Explicitly exclude sensitive state you don't want restored via the backup rules in android/app/src/main/res/xml/.

<!-- backup_rules.xml — exclude trials and identifiers from cloud restore -->
<full-backup-content>
  <exclude domain="sharedpref" path="trial_state.xml" />
  <exclude domain="sharedpref" path="install_identity.xml" />
</full-backup-content>

Always verify on real devices which storage survives "on which OS, under which operation." This area behaves differently on simulators/emulators than on real hardware, so whenever I add a new piece of state, I run a "delete → reinstall" on a real device once and confirm with my own eyes that first-launch detection and the trial behave as intended.

Migration and Verification Checklist

Finally, the steps for introducing this design into an existing app.

1. Inventory which storage your current first-launch flag lives in (AsyncStorage or SecureStore).
2. Reassign each state to "should be wiped / should survive on reinstall" (use the table above).
3. Separate onboarding-completed into AsyncStorage (install axis) and What's New onto the version axis.
4. Move trial and entitlement decisions from device to server, demoting the device to a cache.
5. Use Android backup rules to exclude sensitive state you don't want restored.
6. Run all three paths on a real device — fresh / update / delete-then-reinstall — and verify each flag's behavior.
7. Confirm in airplane mode that the trial check fails to the "not granted" side on no connectivity.

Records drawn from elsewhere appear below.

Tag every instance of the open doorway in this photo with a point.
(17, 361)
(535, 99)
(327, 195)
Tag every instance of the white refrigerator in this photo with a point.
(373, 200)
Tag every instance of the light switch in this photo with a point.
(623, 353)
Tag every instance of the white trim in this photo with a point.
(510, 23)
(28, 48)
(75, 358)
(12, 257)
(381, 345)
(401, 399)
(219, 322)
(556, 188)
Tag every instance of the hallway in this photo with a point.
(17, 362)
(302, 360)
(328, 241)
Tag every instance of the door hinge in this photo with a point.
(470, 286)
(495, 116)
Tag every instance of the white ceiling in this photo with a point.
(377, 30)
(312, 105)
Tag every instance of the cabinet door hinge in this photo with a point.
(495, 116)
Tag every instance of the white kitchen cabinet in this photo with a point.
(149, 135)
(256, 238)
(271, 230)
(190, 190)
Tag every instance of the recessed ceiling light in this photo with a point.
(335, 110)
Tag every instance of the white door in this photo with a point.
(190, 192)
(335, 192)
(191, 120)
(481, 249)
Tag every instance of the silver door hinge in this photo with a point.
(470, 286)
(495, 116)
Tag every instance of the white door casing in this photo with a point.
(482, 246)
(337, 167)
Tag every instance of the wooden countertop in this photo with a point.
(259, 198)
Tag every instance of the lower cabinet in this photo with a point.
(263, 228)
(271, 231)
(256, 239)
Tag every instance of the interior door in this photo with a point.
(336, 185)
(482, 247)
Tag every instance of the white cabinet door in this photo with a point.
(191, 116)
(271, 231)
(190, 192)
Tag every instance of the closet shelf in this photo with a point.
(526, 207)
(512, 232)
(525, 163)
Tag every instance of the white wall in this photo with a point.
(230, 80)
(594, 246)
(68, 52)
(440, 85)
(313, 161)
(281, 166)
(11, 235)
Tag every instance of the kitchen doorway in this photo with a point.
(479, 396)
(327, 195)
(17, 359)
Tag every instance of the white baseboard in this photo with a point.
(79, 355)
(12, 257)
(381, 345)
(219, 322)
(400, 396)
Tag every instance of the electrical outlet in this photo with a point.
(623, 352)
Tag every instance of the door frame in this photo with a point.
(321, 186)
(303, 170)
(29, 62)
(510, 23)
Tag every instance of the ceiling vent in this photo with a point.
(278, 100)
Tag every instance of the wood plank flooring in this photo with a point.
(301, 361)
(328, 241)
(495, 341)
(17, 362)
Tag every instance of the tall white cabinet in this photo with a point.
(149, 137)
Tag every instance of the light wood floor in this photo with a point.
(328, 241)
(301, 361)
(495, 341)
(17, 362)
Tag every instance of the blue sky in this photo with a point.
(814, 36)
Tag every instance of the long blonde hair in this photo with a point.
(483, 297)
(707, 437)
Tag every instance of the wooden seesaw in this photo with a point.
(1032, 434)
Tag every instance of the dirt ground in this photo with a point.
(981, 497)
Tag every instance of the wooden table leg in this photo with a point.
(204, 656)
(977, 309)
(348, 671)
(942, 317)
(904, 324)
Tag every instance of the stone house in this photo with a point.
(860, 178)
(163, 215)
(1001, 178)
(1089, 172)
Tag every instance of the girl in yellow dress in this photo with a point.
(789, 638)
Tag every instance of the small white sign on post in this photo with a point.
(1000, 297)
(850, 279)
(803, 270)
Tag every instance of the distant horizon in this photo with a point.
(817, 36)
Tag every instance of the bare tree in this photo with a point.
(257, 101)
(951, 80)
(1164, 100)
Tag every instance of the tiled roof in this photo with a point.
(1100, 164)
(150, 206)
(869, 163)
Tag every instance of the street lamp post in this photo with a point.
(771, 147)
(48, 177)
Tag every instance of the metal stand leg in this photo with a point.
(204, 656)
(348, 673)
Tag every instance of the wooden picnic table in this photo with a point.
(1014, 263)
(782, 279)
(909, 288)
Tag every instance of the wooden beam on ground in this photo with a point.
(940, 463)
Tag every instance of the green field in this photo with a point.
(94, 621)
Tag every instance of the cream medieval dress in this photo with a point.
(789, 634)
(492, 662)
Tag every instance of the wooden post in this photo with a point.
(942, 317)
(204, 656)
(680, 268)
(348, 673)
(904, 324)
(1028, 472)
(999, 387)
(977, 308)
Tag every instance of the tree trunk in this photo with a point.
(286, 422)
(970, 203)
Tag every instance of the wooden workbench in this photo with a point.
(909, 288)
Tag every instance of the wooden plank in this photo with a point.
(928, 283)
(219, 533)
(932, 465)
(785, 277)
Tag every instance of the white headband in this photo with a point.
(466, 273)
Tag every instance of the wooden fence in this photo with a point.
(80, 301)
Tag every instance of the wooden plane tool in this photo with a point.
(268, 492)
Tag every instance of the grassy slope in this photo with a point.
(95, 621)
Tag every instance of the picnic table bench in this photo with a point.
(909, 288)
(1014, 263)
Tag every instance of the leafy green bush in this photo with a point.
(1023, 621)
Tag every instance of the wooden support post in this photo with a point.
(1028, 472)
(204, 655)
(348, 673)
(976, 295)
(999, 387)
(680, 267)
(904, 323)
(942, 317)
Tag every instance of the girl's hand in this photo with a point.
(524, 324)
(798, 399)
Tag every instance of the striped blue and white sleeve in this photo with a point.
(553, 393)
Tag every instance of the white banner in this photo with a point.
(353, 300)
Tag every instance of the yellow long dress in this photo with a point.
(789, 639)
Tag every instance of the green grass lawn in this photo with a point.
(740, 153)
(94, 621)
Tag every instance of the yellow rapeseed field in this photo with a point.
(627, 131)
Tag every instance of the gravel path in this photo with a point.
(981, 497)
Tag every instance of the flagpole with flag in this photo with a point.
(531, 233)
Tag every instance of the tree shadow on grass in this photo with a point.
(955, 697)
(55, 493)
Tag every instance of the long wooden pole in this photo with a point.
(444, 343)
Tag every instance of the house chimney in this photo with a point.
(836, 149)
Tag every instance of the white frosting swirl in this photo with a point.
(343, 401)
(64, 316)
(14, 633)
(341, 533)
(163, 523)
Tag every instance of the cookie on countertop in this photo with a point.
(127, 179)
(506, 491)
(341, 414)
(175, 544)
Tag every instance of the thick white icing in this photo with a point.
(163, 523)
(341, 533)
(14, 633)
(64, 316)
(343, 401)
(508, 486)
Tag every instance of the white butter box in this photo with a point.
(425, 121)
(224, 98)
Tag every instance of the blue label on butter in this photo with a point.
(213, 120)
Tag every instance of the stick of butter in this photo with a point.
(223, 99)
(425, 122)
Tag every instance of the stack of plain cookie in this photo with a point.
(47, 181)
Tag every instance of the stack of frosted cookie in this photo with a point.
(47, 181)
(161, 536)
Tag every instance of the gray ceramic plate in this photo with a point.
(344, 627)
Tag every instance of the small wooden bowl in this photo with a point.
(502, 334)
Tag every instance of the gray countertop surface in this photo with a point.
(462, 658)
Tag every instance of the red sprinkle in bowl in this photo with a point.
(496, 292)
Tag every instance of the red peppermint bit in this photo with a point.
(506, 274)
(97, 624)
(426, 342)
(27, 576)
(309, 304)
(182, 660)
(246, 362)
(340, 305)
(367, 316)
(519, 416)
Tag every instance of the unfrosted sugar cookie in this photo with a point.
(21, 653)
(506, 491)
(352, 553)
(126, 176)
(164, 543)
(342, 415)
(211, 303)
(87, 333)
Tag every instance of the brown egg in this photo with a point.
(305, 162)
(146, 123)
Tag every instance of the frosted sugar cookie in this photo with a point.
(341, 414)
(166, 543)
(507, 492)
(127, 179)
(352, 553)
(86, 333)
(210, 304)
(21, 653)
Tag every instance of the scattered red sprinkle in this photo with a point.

What pays off in this inventory is the view that storage choice is the spec itself. The moment you decide where to put something, its reinstall behavior is already decided.

Closing

Reinstall bugs look like individual defects, but the root is "not grasping the asymmetry between the wiped layer and the surviving layer." Decide desired behavior per state, place it in the matching layer, and make the server authoritative for money and fraud. Split the install axis from the version axis. That tidy-up alone clears a whole class of symptoms: not returning to first run on reinstall, re-acquirable trials, update notices that never appear.

Start by checking whether your app's first-launch flag lives in AsyncStorage or SecureStore. The placement of a single flag quietly governs the reinstall experience. As an indie developer, I hope it helps anyone growing an app that's meant to be used for a long time.